As in our study, Mehra et al. [16] found that blood loss was lowest in the RAPN group (OPN > LPN > RAPN, p = 0.042). This can be explained by better visualization of the anatomy and movement control of instruments in RAPN. Similarly, Khalifeh et al. [17] concluded that the rate of a positive surgical margin was lower in RAPN than LPN. This may be due to technical difficulty when performing LPN, especially when the mass is in the upper pole or a posterior location.
Both Zargar et al. [18] and Xia et al. [19] reported that the rate of intraoperative complications was similar in OPN and RAPN. According to Khalifeh et al. [17] and Porpiglia et al. [13], the rate of postoperative complications was lower in RAPN than in LPN and OPN.
As in our study, Zargar et al. [20] found that the postoperative creatinine concentration and eGFR were not different between LPN and RAPN. Yerram et al. [15] found that the proportion of patients with ≥ 90% eGFR preservation at follow-up was not different between OPN and RAPN.
As in our study, Yerram et al. [15] found that achievement of the trifecta outcome (defined as negative surgical margins, no urologic complications, and ≥ 90% eGFR preservation at last follow-up) was not different between OPN and RAPN. This may be explained by the fact that LPN is inferior to both surgical OPN and RAPN because of its more challenging surgical techniques.
Zargar et al. [20] compared 646 LPN with 1185 RAPN procedures and defined the trifecta outcome as negative surgical margins, no perioperative complications, and a warm ischemia time of ≤ 25 min. They found that the factors predicting achievement of the trifecta outcome were the type of surgery (RAPN), tumor size, EBL, and operative time.
As in our study, Mehra et al. [16] found that the operative time was not different among the three groups. In contrast, however, Khalifeh et al. [17] found that the operative time was shorter for RAPN than LPN. This can be explained by the steep learning curve of RAPN and the greater complexity of renal masses (higher RENAL scores) in the RAPN group in our study.
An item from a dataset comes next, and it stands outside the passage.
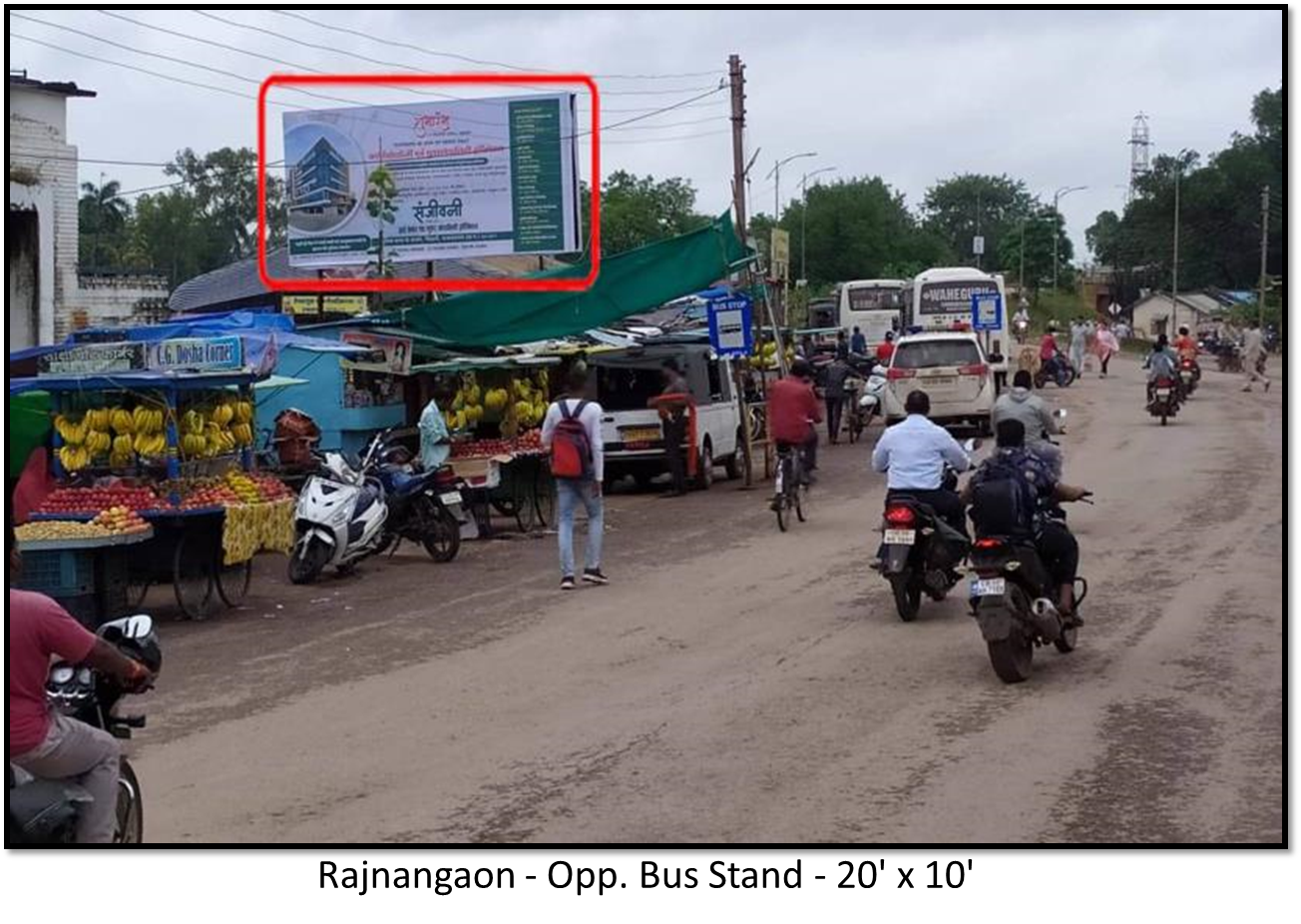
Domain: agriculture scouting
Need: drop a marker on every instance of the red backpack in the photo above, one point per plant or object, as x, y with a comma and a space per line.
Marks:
572, 449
In contrast to our study, Han et al. [21] and Kim et al. [22] concluded that the LOS was significantly shorter for RAPN than OPN. LOS can be affected by many factors, including patient pain control, patient preference, socioeconomic status, and our institute practice.
Khalifeh et al. [17] and Porpiglia et al. [13] concluded that the rate of postoperative complications was lower in RAPN than LPN and OPN. However, we found no statistically significant difference in postoperative complications among our three groups.
Our study has three main limitations. First, it was a retrospective study with a small sample size. Second, the surgeries were performed by eight surgeons, which may have resulted in different outcomes. Third, performance of the eGFR evaluation at 1 year may have been too early to determine the actual long-term renal function outcomes.